University of Colorado
Denver | Anschutz Medical Campus
Colorado Multiple Institutional Review Board (COMIRB)
COMIRB: Children in Research Page | 1
CG-10, Version October 7, 2019
Research Involving Children
Children are considered a vulnerable population in the research context. The Common Rule (45 CFR 46) and
FDA regulations (21 CFR 50) include Subpart D: Additional Protections for Children as Research Subjects.
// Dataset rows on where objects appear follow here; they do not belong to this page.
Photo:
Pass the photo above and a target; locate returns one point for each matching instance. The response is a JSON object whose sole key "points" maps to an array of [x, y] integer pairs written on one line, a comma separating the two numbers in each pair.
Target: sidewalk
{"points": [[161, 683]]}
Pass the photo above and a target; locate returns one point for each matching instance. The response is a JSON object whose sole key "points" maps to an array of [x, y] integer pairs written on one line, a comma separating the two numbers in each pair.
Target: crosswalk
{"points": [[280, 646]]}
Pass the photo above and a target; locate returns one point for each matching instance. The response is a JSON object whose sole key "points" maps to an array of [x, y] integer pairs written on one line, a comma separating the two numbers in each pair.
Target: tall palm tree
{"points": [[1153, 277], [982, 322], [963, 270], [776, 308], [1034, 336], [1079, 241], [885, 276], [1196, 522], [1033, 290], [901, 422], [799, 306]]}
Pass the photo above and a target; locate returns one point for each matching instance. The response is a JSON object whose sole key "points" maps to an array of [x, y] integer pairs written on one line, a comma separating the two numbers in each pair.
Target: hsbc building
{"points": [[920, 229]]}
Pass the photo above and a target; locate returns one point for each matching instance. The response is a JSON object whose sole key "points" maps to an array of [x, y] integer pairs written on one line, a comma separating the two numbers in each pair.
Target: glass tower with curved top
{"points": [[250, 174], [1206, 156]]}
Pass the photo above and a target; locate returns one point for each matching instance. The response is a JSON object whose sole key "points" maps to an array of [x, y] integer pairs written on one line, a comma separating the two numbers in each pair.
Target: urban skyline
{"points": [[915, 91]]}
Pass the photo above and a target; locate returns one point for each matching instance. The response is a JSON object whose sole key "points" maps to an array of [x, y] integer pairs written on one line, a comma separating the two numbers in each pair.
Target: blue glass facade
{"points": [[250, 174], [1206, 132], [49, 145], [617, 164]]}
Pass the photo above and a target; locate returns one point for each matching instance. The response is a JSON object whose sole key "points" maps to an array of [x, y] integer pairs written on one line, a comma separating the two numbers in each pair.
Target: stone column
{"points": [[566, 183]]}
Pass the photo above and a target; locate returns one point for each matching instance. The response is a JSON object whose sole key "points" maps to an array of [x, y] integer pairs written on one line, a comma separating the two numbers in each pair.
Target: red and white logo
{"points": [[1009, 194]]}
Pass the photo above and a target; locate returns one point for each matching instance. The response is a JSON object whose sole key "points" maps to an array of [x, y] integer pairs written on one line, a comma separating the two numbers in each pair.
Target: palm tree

Subpart D establishes risk-benefit categories for research involving children. Only research that fits into one of
the first three categories may be approved by an IRB; a fourth category requires the approval of the Secretary
of the Department of Health and Human Services.
Subpart D also specifies requirements for obtaining the permission of parents for the child’s participation in
research, and establishes expectations for obtaining the assent of children who are deemed capable of
providing assent.
Who is a child (and who is not)?
In order to decide whether or not the additional
protections of Subpart D apply, the IRB must first
determine if any of the subjects will be children.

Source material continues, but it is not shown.